It says that, currently, the Uniswap protocol is the largest decentralized exchange protocol, processing over $1.5 trillion in trading volume.
This is because Uniswap v3 took an opinionated approach to liquidity provision, balancing a complex trade-off space. The Uniswap team says that its vision with Uniswap v4 is to allow anyone to make trade-off decisions through the introduction of "hooks."
Hooks refer to contracts that run at different points in a pool action's lifecycle. Pools can make the same tradeoffs as v3, or they can add entirely new functionality.
V4 to reduce pool creation gas costs by 99%
Uniswap v4 will also boast unique features as it will allow pools that natively support dynamic fees, add on-chain limit orders or act as a time-weighted average market maker (TWAMM) to spread out large orders over time.

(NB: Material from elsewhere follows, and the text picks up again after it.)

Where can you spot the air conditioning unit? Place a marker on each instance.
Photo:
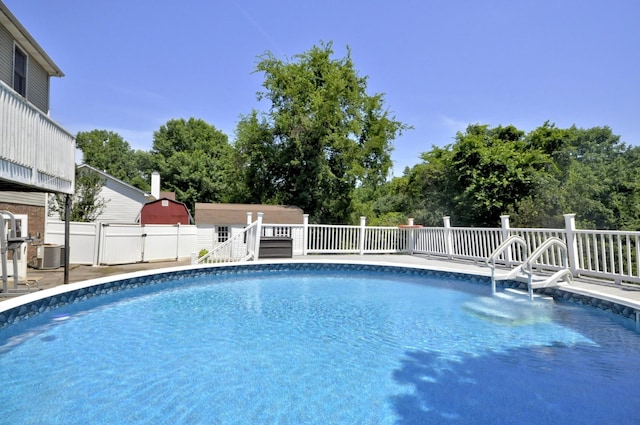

V3-enshrined oracles rather allow builders to integrate real-time, on-chain pricing data, but at the expense of some increased costs for swappers. As stated in the blog post, early estimates show that v4 reduces pool creation gas costs by 99%.
Another is that in Uniswap v3, a new contract is deployed for every pool, making creating pools and performing multi-pool swaps more costly. In v4, all pools would be held in one singleton contract, which will offer important gas savings because swaps will no longer need to transfer tokens between pools held in different contracts.